The last sentence is most appropriate. I know groups who will hire new fellowship grads, but look at them more carefully and talk to more references. I suspect there are groups who ONLY hire new fellowship grads and attempt to take advantage of them. Some groups won't hire certain experienced pathologists because they have a reputation or they are working at a low-quality place (and therefore must be low quality themselves, I guess). It's all individual and variable. If you are a good pathologist with good training you may very well find that a group that hires you says they don't normally hire new grads but they will with you.
 
Probably as germane is the fact that the few people we canned over a number of years all got jobs in a pretty quick time frame within an approximately 75 mile radius or less and the folks who quit for one reason or another all had immediate employment which I assume had been pre-arranged. So it seems termination or quitting are certainly not the kiss of death as others have suggested they may be.
 
That seems to be the opposite of the general consensus here in this thread. I guess it just varies a lot based on the individual.

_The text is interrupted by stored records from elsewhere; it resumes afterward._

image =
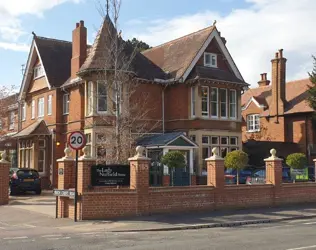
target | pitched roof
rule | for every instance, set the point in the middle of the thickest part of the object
(56, 58)
(296, 97)
(102, 55)
(162, 139)
(176, 56)
(214, 74)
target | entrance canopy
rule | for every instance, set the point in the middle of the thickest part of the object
(37, 128)
(173, 140)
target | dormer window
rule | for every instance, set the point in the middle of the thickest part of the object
(38, 71)
(210, 60)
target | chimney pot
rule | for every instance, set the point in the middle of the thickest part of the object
(281, 53)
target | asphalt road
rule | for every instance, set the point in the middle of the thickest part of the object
(292, 235)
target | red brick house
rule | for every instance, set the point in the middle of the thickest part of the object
(193, 85)
(278, 113)
(9, 127)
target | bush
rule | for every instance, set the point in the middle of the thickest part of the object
(236, 160)
(296, 160)
(173, 159)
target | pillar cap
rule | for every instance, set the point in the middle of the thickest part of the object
(273, 156)
(139, 155)
(214, 157)
(3, 156)
(67, 156)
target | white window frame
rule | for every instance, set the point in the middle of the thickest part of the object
(215, 102)
(12, 120)
(38, 71)
(205, 114)
(221, 103)
(232, 105)
(66, 103)
(33, 109)
(41, 107)
(211, 64)
(50, 105)
(104, 95)
(251, 123)
(23, 112)
(193, 101)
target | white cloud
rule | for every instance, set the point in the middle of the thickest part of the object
(11, 28)
(253, 34)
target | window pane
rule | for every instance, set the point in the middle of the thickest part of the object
(214, 140)
(205, 139)
(214, 102)
(205, 101)
(224, 140)
(233, 140)
(223, 96)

Indeed. I hope, 2121115, that you will share with those of us here on SDN as you begin the job hunting process. What are your thoughts/feelings right now about your future job or career? Are you optimistic, pessimistic, or somewhere in-between? Do you wish you had chosen another specialty?
 
Probably as germane is the fact that the few people we canned over a number of years all got jobs in a pretty quick time frame within an approximately 75 mile radius or less and the folks who quit for one reason or another all had immediate employment which I assume had been pre-arranged. So it seems termination or quitting are certainly not the kiss of death as others have suggested they may be.

I have found the same thing - it's always what puzzles me about all the job market threads. People who have been fired - fired, not quit - more than once keep showing up at different jobs in the same area. My group would be very unlikely to hire someone who was fired from another local institution. Sometimes places just need a warm body and that is the best they can do, which sounds odd given the whining on this forum and the supposed surplus of all these extremely talented unemployed pathologists. It doesn't make sense to me, but I guess a lot of it is regional. Lots of our majorly disgruntled posters seem to be californians and maybe it's a different world out there.